How I trained a self-supervised neural network to beat GnuGo on small (7x7) boards

Published in

Analytics Vidhya

9 min readJan 25, 2020

This article is a follow-up to an article I wrote about a year ago on my work implementing something closely resembling the AlphaGo Zero algorithm and running it on my modestly-powered desktop computer. That code produced networks that I would (and did) summarize as “not that great” in terms of their performance.

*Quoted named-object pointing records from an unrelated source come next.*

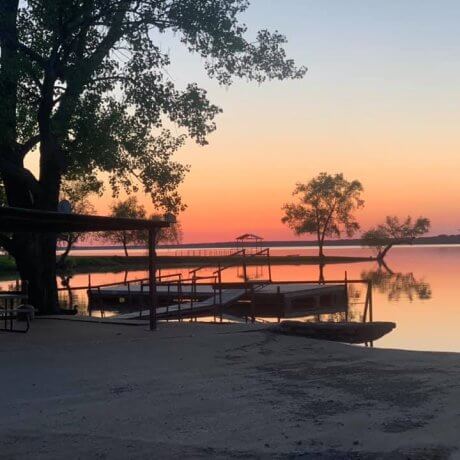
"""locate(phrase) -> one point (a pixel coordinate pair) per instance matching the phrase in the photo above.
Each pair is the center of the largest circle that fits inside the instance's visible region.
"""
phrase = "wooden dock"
(178, 310)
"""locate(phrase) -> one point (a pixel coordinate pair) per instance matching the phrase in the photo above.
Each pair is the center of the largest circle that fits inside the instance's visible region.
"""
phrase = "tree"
(393, 232)
(172, 234)
(77, 193)
(85, 83)
(129, 208)
(325, 208)
(396, 285)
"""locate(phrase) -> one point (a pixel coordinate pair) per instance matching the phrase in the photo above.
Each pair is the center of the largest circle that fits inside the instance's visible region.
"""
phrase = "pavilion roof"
(29, 220)
(249, 236)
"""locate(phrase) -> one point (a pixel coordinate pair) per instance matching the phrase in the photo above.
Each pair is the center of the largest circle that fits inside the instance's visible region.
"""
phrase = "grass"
(84, 264)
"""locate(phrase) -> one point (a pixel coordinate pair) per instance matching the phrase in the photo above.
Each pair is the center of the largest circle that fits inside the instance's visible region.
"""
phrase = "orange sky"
(380, 103)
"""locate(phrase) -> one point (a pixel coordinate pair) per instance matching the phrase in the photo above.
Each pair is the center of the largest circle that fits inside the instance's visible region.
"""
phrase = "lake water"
(418, 290)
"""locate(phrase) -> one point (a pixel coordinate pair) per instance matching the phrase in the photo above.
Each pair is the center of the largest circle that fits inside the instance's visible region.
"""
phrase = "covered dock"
(16, 220)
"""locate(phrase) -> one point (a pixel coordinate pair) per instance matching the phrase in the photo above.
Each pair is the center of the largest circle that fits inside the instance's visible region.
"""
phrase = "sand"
(82, 390)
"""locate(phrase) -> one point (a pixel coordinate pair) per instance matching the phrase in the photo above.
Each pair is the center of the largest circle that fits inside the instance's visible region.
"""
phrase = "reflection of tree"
(397, 285)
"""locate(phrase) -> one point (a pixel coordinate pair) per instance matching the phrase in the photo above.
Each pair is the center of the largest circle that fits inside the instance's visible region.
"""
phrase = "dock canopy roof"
(29, 220)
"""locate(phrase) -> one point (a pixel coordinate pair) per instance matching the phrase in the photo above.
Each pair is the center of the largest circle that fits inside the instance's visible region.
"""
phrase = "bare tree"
(393, 232)
(325, 207)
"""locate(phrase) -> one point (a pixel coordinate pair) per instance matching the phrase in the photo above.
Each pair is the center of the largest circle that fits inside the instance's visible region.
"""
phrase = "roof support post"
(153, 298)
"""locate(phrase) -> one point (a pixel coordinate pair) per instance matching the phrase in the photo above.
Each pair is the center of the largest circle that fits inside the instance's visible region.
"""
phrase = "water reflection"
(397, 285)
(426, 310)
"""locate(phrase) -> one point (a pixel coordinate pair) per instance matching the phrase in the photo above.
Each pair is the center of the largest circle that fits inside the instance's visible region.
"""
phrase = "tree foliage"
(86, 84)
(78, 194)
(394, 231)
(325, 207)
(130, 208)
(93, 90)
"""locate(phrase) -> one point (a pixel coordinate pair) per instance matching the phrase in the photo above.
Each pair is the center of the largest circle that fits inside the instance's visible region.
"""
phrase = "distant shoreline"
(86, 264)
(422, 241)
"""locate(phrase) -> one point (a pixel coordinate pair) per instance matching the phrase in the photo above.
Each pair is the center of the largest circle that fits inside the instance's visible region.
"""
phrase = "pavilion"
(18, 220)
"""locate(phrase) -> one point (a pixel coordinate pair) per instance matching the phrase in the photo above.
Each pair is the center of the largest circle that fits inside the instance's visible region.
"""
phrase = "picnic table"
(9, 311)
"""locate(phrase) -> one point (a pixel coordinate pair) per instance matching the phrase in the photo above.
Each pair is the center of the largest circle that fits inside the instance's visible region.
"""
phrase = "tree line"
(85, 86)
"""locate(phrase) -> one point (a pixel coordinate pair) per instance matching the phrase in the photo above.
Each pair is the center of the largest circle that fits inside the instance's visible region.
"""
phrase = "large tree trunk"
(321, 252)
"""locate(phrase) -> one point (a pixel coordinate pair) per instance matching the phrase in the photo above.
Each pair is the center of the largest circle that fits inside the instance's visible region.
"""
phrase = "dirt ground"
(82, 390)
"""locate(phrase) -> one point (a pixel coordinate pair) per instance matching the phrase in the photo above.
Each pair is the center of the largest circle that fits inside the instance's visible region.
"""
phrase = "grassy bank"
(82, 264)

So, over the past year I’ve tried a few different approaches (like adding a few auxiliary loss functions) and, incidentally, found a problem, as described in more detail below, that was resulting in my networks being evaluated (but not trained) in a sub-optimal way. As a result, networks I was training (even without any auxiliary loss functions or other bells and whistles) were much better performing than I had realized.

So how good are the networks? Well, when I play against them (I’m an extreme novice, so take this as you will) and I have the network make the first move, I almost always lose on 7x7 boards (the one time I’ve beaten it is in the game play video I’ve posted). When I play the first move and the network plays the second, I can beat it occasionally. You can watch me play a few games against it in this Youtube video.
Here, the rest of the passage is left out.